Şans eseri yörenin en güzel fırını olan "Neriman Tokdil" fırınında boyoz ve otlu börek yedik. Üstelik fırının sahibinin tatlı dili hoş sohbeti ve ekstra peynir, domates  ve haşlanmış yumurta ikramı bizi gönülden yakaladı. Bu fırın da Vedat Milor'dan tam puan almış. Eklemek istedim.

Sığacık çok güzel bir yer. Seferihisar da biliyorsunuz Citta Slow yani Yavaş Şehir.

Kale içini, restore edilmiş evleri ve Kavak Yelleri'ni çekildiği evi de bu sayede görmüş oldum.

Seferihisar'ın içi pek orjinal değil ama Sığacık ile ve belediye başkanının vizyonuyla ilçeye sınıf atlatılmış.

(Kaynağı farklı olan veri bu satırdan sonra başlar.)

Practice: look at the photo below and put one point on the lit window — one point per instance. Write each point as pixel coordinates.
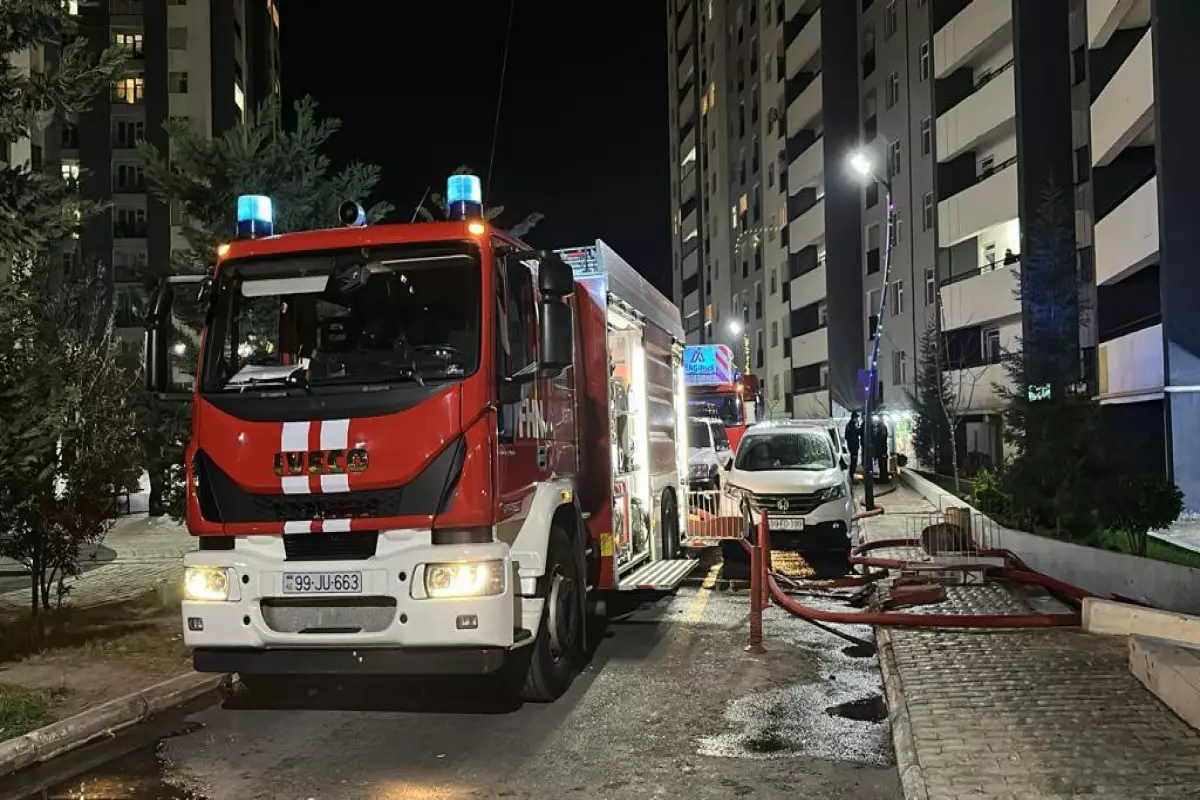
(130, 90)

Kızlar hayatlarının ilk Aqua Park deneyimini yaşadılar. Gümüldür'deki bir aqua parka giden kızlar belki de tatillerinin en güzel gününü yaşadılar. Ben de onları beklerken Gümüldür'de mavi bayraklı bir plajda doyasıya yüzüp kitap okudum.

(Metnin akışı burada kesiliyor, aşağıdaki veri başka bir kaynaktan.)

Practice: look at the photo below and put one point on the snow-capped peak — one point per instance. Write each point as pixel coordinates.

Zaten Gümüldür'de neredeyse tüm plajlar mavi bayraklı.

İzmir'e yani büyükşehire bu kadar yakınken hem de denizde sayfiyede olmak güzel bir duygu.

Ertesi gün dönüş için yola çıktık.

Sabah Seferihisar'da, öğlen  Foça' da yüzdük.

Oldum olası Foça'yı çok severim. Yine uğradığımızda aynı duyguları hissettim. Özellikle şehrin tarihi dokusu, sahili, taş evleri, kıyıdaki midye dolmacı hepsi aynen yıllar önce bıraktığım gibi. Bence Seferihisar'dan önce Foça Yavaş Şehir olmalıymış.

Dönüşte son olarak Ayvalık'a uğradık. Bir de yüzmek istedik tabii. Sarımsaklı her zamanki gibi deniz açısından güzel ama sahil açısından kalabalıktı. Ben bu tatilde şunu anladım. Ben kalabalık sevmiyorum. Sakin sessiz ve ıssız yerlerin adamıyım ben, kalabalık istemiyorum yanımda. Gürültü ve itiş kakış denizin güzelliğini de havanın hoşluğunu da manzaranın güzelliğini de rezil ediyor.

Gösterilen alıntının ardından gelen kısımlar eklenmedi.